- Byłam ogromnie zaszczycona, gdy usłyszałam, że przyznano mi honorową nagrodę Złotego Niedźwiedzia. To dość nieopisane uczucie być wyróżnioną poza moim krajem. Dorastałam w stanie New Jersey, w pięciotysięcznym mieście i nigdy nie wyobrażałam sobie, że po latach stanę na scenie prestiżowego festiwalu. Czuję się, jakby to był sen.

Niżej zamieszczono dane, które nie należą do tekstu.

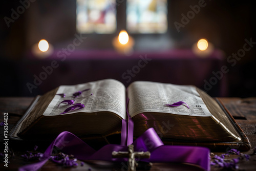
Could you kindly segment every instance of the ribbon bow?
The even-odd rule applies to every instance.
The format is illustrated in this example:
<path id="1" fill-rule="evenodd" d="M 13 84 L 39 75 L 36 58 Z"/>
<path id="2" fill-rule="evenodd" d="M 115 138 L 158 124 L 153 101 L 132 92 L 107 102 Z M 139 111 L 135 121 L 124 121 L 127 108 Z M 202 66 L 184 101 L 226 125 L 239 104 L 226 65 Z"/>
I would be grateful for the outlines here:
<path id="1" fill-rule="evenodd" d="M 133 143 L 134 150 L 149 151 L 151 157 L 144 159 L 151 162 L 179 162 L 196 164 L 205 170 L 210 170 L 209 149 L 206 147 L 165 145 L 153 128 L 148 129 Z M 128 147 L 117 144 L 105 145 L 98 151 L 74 134 L 61 133 L 47 148 L 41 160 L 37 163 L 25 165 L 19 171 L 36 170 L 41 168 L 49 159 L 53 147 L 61 149 L 67 154 L 72 154 L 81 160 L 97 160 L 113 162 L 125 162 L 127 159 L 112 158 L 113 151 L 127 151 Z"/>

Próbuję pojąć, że to dzieje się naprawdę, ale jeszcze mi się to nie udało - powiedziała Streep na konferencji prasowej w Berlinie.
Przyznała, że lubi grać role "trudnych kobiet". - Lubię grać bardzo różnych ludzi. Lubię grać trudne kobiety, a przynajmniej takie, które trudno zrozumieć - mówiła. Pytana o swoją najnowszą rolę Streep powiedziała, że dzięki filmowi dowiedziała się wielu zaskakujących rzeczy o Margaret Thatcher - jak np. tego, że nie była przeciwniczką aborcji i że bardzo wcześnie dostrzegła problem globalnego ocieplenia.

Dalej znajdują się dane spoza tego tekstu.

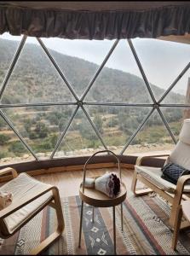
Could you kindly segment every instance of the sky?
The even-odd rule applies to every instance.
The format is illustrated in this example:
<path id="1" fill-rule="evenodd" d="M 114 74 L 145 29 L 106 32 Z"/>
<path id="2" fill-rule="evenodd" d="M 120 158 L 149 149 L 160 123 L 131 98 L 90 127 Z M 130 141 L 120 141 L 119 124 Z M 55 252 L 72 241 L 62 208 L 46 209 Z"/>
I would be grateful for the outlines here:
<path id="1" fill-rule="evenodd" d="M 20 40 L 20 37 L 9 33 L 0 38 Z M 42 38 L 44 44 L 60 53 L 77 56 L 100 65 L 115 40 L 69 40 Z M 26 43 L 37 44 L 35 38 L 27 38 Z M 135 38 L 132 43 L 148 81 L 167 89 L 190 61 L 190 44 L 158 39 Z M 120 40 L 106 67 L 122 70 L 141 77 L 128 42 Z M 190 77 L 188 70 L 172 91 L 185 94 Z"/>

- Margaret Thatcher na pewno zostanie wyniesiona na ołtarze ruchu feministycznego, choć na pewno by się przed tym broniła. Była feministką, bo otworzyła drzwi kobietom tam, gdzie nie miały wstępu - oceniła aktorka. Wyznała też, że po każdym dniu zdjęć na planie "Żelaznej Damy" reżyserka przynosiła jej gin z tonikiem - aby odreagować.
Za rolę w tym filmie Meryl Streep otrzymała Złoty Glob oraz nagrodę Brytyjskiej Akademii Sztuk Filmowych i Telewizyjnych (BAFTA). Została również nominowana do nagrody Oscara.